Dass eine solche Politik kumulativ steigende Lasten mit sich bringt, wird dabei geflissentlich unter den Teppich gekehrt. All diese uneinbringlichen Forderungen müssen ja mit Zins und Zinseszins in die Zukunft fortgeschrieben werden. So muss die Fed in den USA bereits verkünden, dass man auf Jahre hinaus die gewaltig aufgeblähte Bilanz wohl aufrechterhalten müsse, da es keine realistische Chance gibt, die Papiere ohne erhebliche Wertberichtigungen zurück in den Finanzmarkt zu schleusen. Es ist letztendlich das Eingeständnis, das die Politik von Ben Bernanke ein toxisches Erbe hinterlassen hat. Eine Bilanzbereinigung ist aber wegen der dann fälligen Verluste und der Notwendigkeit einer Rekapitalisierung der Fed unerwünscht. Also schleppt man die Lasten weiterhin in die Zukunft. Die Fed ist de facto bereits jetzt eine Zombiezentralbank. Allerdings führt die Bilanzschwäche der Notenbanken dazu, dass man im Falle einer erneuten schweren globalen Finanzkrise weitgehend handlungsunfähig sein wird. Noch einmal kann man nicht einen so gewaltigen bail-out stemmen.
Trotzdem führt dieses Risiko nicht zur Einsicht bei den Akteuren der Großbanken vorsichtiger zu operieren. Man tanzt weiter solange die Musik auf dem Börsenparkett spielt und versucht nebenbei seine Schäfchen rechtzeitig ins trockene zu bringen. Es ist eben eine Politik des l’après moi, le deluge. Die Flut kam in Frankreich in Form der französischen Revolution. Ludwig der XV wusste also was er sagte. Nur verhindert hat er die Katastrophe nicht.

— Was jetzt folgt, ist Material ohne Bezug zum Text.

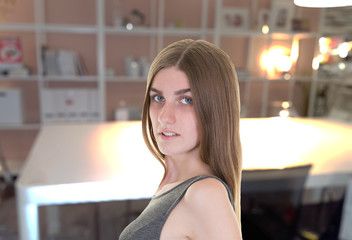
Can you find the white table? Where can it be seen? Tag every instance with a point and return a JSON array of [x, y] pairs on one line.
[[104, 162], [84, 163]]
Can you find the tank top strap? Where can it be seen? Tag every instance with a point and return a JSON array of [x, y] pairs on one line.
[[186, 184]]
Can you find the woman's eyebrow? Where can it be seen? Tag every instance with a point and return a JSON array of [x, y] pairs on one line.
[[182, 91], [178, 92]]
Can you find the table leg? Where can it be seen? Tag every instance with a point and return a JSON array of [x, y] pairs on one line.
[[28, 221]]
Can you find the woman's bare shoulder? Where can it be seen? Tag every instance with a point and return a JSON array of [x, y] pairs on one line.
[[209, 206]]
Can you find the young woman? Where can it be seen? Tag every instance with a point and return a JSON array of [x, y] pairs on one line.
[[191, 124]]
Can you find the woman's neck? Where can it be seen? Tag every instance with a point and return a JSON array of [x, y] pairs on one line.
[[178, 170]]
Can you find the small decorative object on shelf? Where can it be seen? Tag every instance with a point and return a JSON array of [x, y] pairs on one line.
[[11, 57], [62, 63], [10, 106], [70, 105], [234, 19], [281, 16], [137, 67]]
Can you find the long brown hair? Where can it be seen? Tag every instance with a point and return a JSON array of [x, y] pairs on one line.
[[215, 92]]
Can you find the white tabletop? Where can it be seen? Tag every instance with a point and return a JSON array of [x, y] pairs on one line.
[[89, 162], [110, 160]]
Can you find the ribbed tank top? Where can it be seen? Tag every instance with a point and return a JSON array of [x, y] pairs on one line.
[[151, 221]]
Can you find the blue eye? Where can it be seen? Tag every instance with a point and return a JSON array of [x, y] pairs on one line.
[[186, 100], [158, 98]]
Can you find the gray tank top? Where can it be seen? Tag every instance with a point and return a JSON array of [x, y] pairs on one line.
[[151, 221]]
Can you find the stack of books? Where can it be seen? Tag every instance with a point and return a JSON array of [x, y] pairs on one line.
[[70, 105], [62, 63]]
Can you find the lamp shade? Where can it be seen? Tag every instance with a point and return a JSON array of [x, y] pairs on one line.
[[323, 3]]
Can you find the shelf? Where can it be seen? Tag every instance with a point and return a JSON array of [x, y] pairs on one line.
[[92, 78], [126, 79], [17, 27], [274, 35], [63, 28], [23, 126], [19, 78]]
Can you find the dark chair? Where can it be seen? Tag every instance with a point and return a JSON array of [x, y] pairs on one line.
[[271, 202]]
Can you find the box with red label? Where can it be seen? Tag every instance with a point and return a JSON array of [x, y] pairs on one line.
[[11, 54]]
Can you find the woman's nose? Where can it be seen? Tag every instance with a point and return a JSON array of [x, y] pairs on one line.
[[167, 114]]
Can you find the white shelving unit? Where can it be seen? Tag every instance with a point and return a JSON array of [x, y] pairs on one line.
[[157, 34]]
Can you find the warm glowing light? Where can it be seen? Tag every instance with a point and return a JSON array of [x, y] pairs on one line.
[[343, 49], [342, 66], [285, 64], [287, 76], [284, 113], [315, 63], [320, 58], [265, 29], [294, 50], [323, 3], [285, 104], [129, 26], [323, 45], [276, 60]]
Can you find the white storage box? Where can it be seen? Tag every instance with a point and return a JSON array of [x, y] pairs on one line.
[[10, 106]]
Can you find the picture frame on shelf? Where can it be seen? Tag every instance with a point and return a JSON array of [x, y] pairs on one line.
[[234, 19], [281, 16], [263, 18]]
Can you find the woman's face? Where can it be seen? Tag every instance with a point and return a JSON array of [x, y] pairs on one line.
[[172, 114]]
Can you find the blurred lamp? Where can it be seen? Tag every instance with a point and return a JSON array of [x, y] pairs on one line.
[[323, 3]]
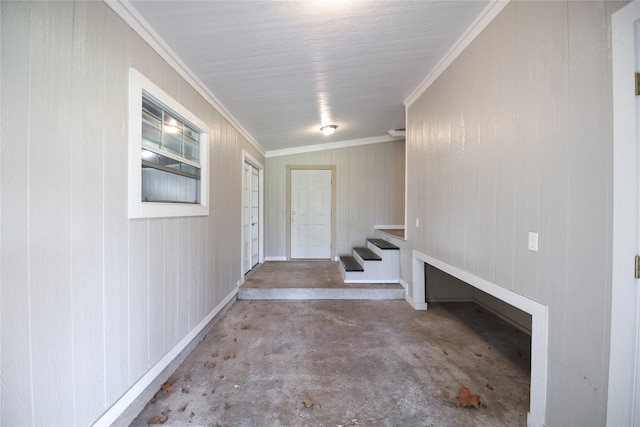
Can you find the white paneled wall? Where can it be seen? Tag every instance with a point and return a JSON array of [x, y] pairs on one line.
[[515, 136], [90, 300], [369, 192]]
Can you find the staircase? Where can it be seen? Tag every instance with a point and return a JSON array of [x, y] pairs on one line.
[[378, 262]]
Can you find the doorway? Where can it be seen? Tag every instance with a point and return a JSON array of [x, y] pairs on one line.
[[252, 221], [623, 407], [311, 211]]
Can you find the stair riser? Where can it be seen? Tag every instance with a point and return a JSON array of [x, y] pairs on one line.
[[366, 276]]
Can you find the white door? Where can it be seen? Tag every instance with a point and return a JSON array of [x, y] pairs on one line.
[[250, 216], [623, 406], [636, 403], [310, 213]]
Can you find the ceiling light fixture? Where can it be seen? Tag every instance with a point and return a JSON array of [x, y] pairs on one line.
[[328, 130]]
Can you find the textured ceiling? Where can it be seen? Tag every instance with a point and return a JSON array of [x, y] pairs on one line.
[[283, 69]]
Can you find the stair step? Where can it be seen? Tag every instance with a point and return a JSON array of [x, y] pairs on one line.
[[367, 254], [350, 263], [383, 244]]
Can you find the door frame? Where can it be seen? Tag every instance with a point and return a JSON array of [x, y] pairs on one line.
[[623, 356], [332, 168], [248, 158]]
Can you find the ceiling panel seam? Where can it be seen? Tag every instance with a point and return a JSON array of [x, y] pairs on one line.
[[133, 18]]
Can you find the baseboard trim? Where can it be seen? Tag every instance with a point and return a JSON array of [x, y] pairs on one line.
[[125, 409], [416, 305]]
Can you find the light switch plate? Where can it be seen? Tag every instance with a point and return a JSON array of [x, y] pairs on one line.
[[533, 241]]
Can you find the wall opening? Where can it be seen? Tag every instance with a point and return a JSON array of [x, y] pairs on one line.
[[538, 313]]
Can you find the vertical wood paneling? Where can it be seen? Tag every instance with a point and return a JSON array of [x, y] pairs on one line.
[[156, 298], [171, 268], [116, 245], [589, 191], [365, 176], [15, 357], [183, 276], [531, 123], [49, 214], [86, 156], [505, 119], [138, 298], [194, 273]]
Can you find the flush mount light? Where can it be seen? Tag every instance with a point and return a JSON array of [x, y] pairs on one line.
[[328, 130]]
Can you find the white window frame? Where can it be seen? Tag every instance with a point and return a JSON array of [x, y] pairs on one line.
[[139, 84]]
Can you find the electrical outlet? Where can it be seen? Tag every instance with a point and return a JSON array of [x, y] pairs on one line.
[[533, 241]]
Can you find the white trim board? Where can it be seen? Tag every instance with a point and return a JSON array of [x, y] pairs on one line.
[[329, 146], [127, 399], [130, 15], [622, 397], [539, 324], [248, 158], [480, 23]]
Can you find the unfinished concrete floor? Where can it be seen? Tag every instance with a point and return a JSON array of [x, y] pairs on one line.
[[335, 362]]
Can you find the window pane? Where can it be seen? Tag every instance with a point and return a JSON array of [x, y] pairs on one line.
[[162, 186], [191, 152], [171, 144], [151, 113], [151, 136]]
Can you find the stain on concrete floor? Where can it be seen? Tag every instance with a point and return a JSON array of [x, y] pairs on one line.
[[331, 363]]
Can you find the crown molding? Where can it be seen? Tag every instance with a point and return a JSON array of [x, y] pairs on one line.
[[330, 146], [480, 23], [132, 17]]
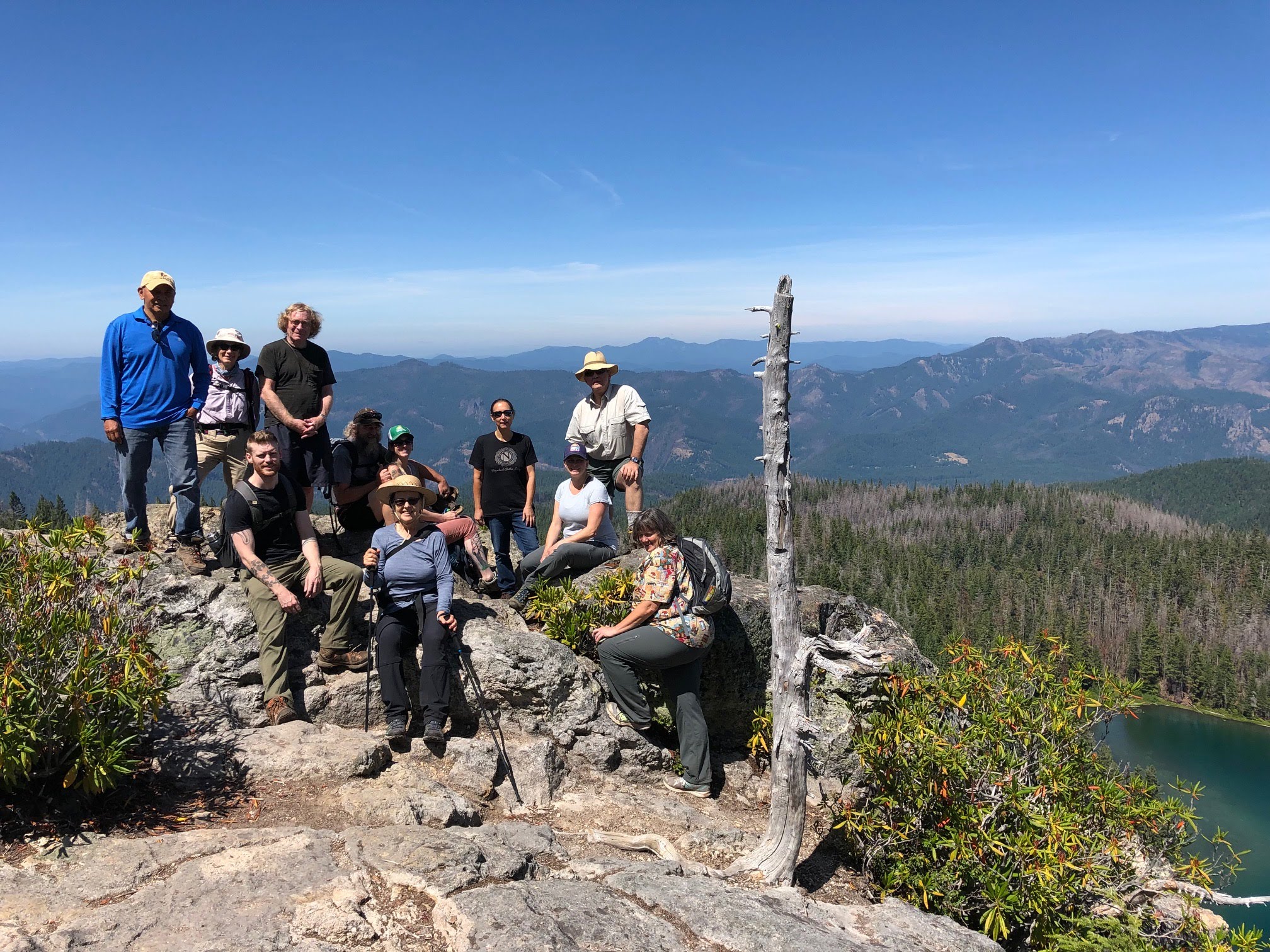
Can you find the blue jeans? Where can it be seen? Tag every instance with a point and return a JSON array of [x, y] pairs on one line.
[[181, 452], [501, 531]]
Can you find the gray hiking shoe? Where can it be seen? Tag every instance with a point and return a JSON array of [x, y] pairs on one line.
[[681, 786], [190, 557]]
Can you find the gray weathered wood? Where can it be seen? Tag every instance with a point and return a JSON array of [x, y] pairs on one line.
[[776, 854]]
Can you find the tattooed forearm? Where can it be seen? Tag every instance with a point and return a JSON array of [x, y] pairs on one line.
[[261, 570]]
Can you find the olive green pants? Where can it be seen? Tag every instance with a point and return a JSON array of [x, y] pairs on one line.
[[340, 578]]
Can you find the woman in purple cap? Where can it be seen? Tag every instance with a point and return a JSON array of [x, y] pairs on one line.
[[581, 536]]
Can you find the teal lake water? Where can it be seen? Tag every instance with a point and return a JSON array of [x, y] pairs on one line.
[[1232, 761]]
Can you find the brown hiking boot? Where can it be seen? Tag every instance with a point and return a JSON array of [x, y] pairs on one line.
[[278, 710], [192, 559], [329, 659]]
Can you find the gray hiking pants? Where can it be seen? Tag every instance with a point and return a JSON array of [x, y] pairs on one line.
[[680, 669], [567, 559]]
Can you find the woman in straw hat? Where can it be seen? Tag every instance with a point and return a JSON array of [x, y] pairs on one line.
[[231, 411], [408, 567]]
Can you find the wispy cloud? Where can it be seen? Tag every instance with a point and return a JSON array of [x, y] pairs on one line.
[[937, 282], [602, 186]]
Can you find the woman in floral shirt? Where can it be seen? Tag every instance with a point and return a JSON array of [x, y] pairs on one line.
[[661, 632]]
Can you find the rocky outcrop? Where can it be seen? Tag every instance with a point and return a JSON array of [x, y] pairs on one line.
[[511, 887], [423, 851]]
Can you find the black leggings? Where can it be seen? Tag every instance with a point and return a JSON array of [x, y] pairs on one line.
[[403, 625]]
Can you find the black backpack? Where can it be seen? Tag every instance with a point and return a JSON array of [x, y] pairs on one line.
[[711, 586], [222, 546]]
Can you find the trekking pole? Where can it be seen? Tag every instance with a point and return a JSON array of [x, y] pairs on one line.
[[370, 660], [495, 730]]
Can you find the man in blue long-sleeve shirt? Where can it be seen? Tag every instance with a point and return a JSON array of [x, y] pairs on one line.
[[154, 381]]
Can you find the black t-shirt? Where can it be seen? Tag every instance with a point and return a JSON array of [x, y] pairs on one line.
[[297, 375], [505, 471], [278, 538], [358, 466]]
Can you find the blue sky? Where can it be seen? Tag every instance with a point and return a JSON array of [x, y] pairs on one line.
[[483, 178]]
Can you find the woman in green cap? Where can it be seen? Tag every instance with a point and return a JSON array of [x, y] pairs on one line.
[[454, 524]]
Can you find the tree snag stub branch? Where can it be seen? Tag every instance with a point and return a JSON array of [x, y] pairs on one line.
[[776, 854]]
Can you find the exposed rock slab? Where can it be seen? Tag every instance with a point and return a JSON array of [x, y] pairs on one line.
[[557, 915], [404, 795], [307, 751], [757, 921]]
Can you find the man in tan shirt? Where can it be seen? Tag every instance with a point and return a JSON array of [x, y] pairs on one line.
[[612, 423]]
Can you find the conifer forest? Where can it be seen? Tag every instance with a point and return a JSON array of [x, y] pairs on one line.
[[1150, 596]]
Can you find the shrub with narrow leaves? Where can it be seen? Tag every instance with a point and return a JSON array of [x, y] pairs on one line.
[[77, 678], [990, 799]]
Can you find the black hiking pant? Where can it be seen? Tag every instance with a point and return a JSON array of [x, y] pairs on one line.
[[398, 630]]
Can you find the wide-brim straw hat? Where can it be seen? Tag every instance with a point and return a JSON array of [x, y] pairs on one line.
[[381, 496], [595, 361], [229, 336]]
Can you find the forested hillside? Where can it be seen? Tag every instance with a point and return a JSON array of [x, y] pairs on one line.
[[1147, 594], [1231, 492]]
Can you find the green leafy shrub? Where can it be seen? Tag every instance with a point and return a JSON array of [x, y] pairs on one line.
[[77, 679], [568, 613], [990, 800]]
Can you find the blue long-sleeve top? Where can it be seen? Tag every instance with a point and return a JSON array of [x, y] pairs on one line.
[[147, 383], [422, 568]]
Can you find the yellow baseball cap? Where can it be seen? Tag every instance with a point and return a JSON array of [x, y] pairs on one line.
[[152, 280]]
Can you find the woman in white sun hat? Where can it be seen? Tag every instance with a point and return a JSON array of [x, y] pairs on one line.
[[231, 411]]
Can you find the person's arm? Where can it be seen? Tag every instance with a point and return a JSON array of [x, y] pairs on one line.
[[309, 547], [477, 480], [631, 471], [552, 530], [273, 403], [244, 543], [575, 433], [112, 361], [200, 368], [445, 574], [639, 615], [529, 496]]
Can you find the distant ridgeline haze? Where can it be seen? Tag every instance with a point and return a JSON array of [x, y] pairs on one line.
[[1146, 594], [1091, 407]]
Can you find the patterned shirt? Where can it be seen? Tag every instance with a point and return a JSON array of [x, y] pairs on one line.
[[665, 578]]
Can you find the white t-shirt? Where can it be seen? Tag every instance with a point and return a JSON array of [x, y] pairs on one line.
[[576, 511]]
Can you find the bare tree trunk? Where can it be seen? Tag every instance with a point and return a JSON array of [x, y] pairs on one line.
[[776, 854]]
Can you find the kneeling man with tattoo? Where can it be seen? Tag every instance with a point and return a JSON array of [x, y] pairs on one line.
[[268, 521]]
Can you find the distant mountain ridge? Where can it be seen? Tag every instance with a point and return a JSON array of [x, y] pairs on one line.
[[40, 399]]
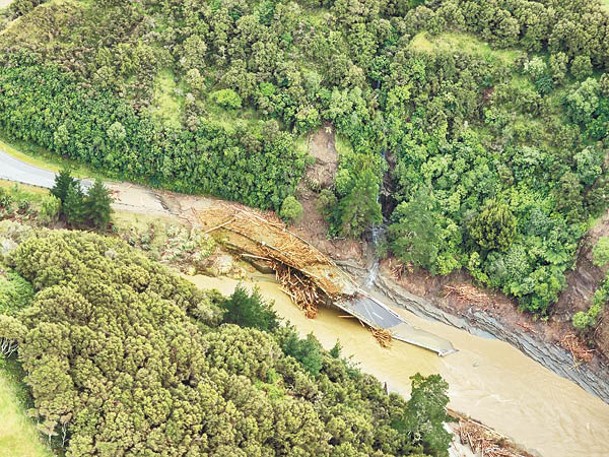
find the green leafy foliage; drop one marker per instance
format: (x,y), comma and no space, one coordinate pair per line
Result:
(111,334)
(291,209)
(15,292)
(600,252)
(249,310)
(494,227)
(469,101)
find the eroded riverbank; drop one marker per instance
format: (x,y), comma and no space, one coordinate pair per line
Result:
(489,379)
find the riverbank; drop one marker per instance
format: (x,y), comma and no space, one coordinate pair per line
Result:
(489,380)
(479,317)
(541,405)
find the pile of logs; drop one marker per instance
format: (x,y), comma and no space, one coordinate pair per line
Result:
(300,288)
(484,441)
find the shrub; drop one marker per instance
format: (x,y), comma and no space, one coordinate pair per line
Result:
(291,209)
(600,252)
(227,98)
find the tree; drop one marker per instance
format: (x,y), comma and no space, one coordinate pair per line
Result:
(97,206)
(249,310)
(359,209)
(73,208)
(600,252)
(226,98)
(581,67)
(494,227)
(415,233)
(64,181)
(426,414)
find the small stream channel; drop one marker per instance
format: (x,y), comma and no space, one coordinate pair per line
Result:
(489,379)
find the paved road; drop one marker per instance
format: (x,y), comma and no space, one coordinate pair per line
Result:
(378,315)
(15,170)
(371,311)
(142,200)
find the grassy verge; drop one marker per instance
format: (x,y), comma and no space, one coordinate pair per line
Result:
(40,157)
(18,434)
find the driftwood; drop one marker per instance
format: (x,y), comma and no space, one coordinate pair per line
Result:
(483,440)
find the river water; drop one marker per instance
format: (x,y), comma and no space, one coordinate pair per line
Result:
(489,380)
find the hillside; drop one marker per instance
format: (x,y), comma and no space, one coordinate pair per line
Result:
(123,358)
(481,125)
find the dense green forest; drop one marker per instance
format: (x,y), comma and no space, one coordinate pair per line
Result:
(124,358)
(486,120)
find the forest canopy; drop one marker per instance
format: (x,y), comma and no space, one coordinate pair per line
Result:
(486,118)
(124,358)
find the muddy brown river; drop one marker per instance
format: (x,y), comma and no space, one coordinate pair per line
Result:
(489,380)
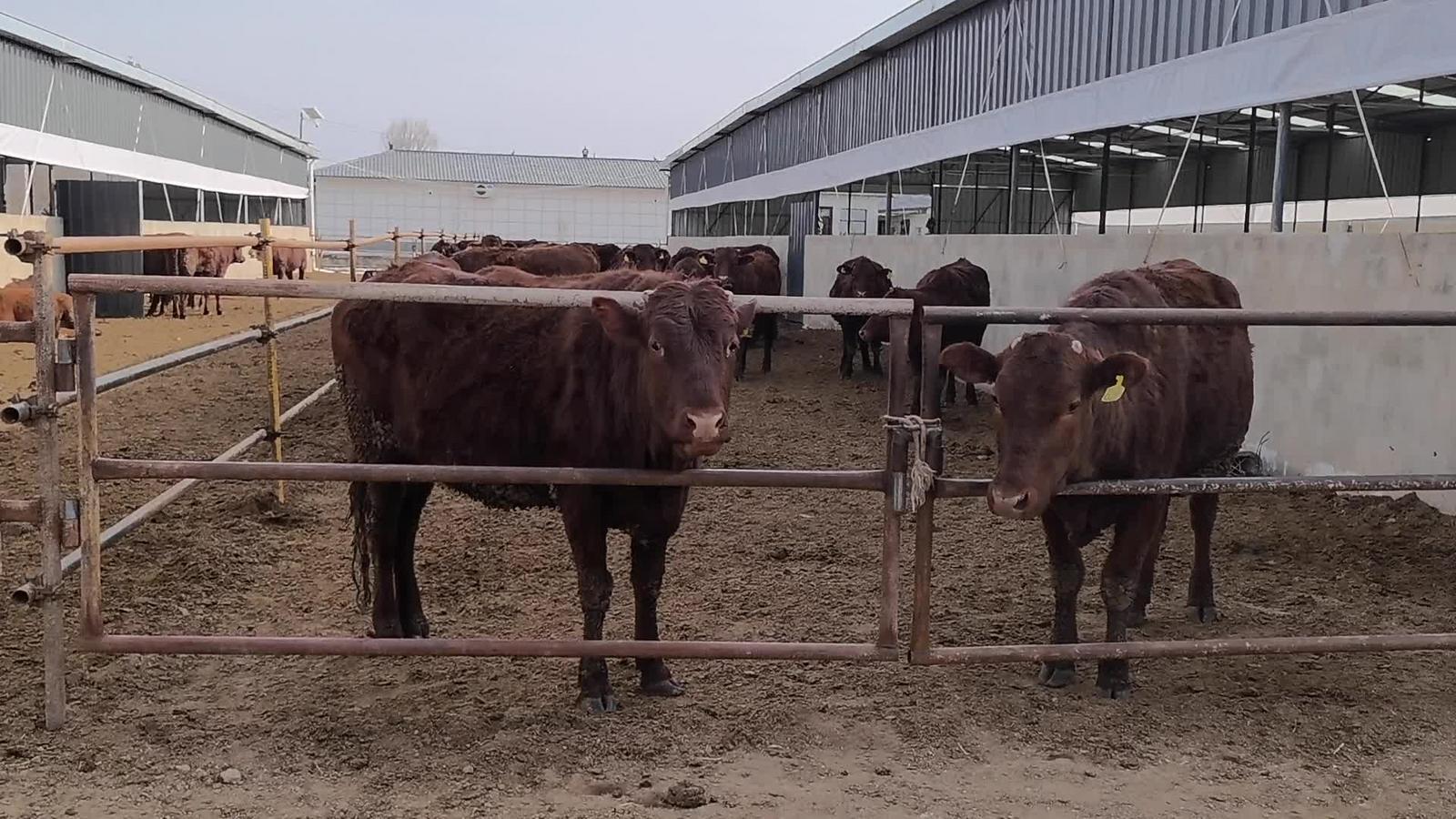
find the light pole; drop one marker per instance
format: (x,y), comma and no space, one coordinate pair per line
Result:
(313,116)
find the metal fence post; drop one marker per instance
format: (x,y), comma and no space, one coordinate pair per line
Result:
(48,474)
(271,339)
(353,256)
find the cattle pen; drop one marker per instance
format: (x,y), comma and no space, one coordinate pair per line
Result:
(914,445)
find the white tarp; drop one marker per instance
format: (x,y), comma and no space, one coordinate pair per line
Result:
(55,149)
(1388,43)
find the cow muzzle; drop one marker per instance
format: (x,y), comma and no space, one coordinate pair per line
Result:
(1016,503)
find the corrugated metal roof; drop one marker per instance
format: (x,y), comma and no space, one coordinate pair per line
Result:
(502,167)
(72,51)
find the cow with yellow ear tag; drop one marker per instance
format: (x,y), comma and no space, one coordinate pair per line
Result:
(1096,401)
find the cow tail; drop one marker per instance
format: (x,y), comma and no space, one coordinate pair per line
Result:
(360,511)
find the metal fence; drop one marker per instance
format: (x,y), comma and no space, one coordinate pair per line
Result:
(892,481)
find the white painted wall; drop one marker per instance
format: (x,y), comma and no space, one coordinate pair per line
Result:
(779,244)
(553,213)
(1330,399)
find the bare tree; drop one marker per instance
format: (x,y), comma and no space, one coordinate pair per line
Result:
(410,135)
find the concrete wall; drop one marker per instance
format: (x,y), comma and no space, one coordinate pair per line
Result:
(1327,399)
(779,244)
(555,213)
(251,268)
(11,267)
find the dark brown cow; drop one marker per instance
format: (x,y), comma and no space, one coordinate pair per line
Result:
(859,278)
(290,259)
(165,263)
(958,283)
(1087,402)
(641,257)
(753,271)
(211,263)
(602,387)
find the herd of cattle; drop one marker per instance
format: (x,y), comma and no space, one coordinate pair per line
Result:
(648,388)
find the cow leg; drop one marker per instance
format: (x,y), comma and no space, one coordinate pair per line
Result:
(648,561)
(589,551)
(1145,581)
(411,610)
(1067,581)
(1203,511)
(385,504)
(846,354)
(1132,541)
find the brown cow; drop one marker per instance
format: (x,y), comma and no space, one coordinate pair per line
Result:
(859,278)
(640,257)
(211,263)
(18,305)
(1085,402)
(290,259)
(958,283)
(602,387)
(167,263)
(753,271)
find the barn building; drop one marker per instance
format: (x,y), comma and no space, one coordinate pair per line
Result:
(91,145)
(1303,147)
(561,198)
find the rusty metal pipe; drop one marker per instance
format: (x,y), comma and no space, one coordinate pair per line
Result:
(1218,647)
(480,647)
(1193,317)
(116,470)
(976,487)
(22,332)
(19,511)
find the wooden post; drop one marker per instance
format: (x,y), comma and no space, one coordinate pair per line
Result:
(353,256)
(87,450)
(271,339)
(48,474)
(897,404)
(929,368)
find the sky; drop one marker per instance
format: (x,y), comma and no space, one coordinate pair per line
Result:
(621,77)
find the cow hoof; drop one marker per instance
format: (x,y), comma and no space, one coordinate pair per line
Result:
(601,704)
(1057,675)
(662,688)
(1205,614)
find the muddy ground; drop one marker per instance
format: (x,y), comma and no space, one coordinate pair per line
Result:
(351,738)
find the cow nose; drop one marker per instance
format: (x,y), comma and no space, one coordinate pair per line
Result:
(1009,503)
(705,424)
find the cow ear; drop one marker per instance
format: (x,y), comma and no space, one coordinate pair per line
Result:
(746,314)
(1120,369)
(621,322)
(970,363)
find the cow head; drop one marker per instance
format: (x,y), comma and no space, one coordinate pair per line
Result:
(684,337)
(1048,387)
(861,278)
(877,329)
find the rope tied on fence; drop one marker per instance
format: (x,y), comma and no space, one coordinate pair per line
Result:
(919,474)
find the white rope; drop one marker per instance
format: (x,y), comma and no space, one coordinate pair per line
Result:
(29,174)
(919,474)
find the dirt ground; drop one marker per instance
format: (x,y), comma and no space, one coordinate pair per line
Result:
(349,738)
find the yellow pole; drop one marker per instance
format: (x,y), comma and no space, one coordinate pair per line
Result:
(276,399)
(353,256)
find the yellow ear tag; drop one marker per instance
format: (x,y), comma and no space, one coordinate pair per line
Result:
(1114,392)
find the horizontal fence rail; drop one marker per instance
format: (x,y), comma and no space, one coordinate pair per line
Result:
(976,487)
(123,468)
(480,647)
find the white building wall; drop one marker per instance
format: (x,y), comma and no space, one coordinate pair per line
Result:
(555,213)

Wenn aber zu hohen Buchwerten zu niedrige Realwerte gegenüber stehen, ist die Richtung der Korrektur am Ende klar. Die Buchwerte werden sich den Realwerten anpassen müssen. Diesen Vorgang kann man dann Vermögensabgabe, Schuldenschnitt oder Inflation bzw. Hyperinflation nennen. Jede dieser Ausprägungen ist jedoch alles andere als eine weiche Landung. Es ist ein Schock. Nur Deflation ist es nicht. Be prepared.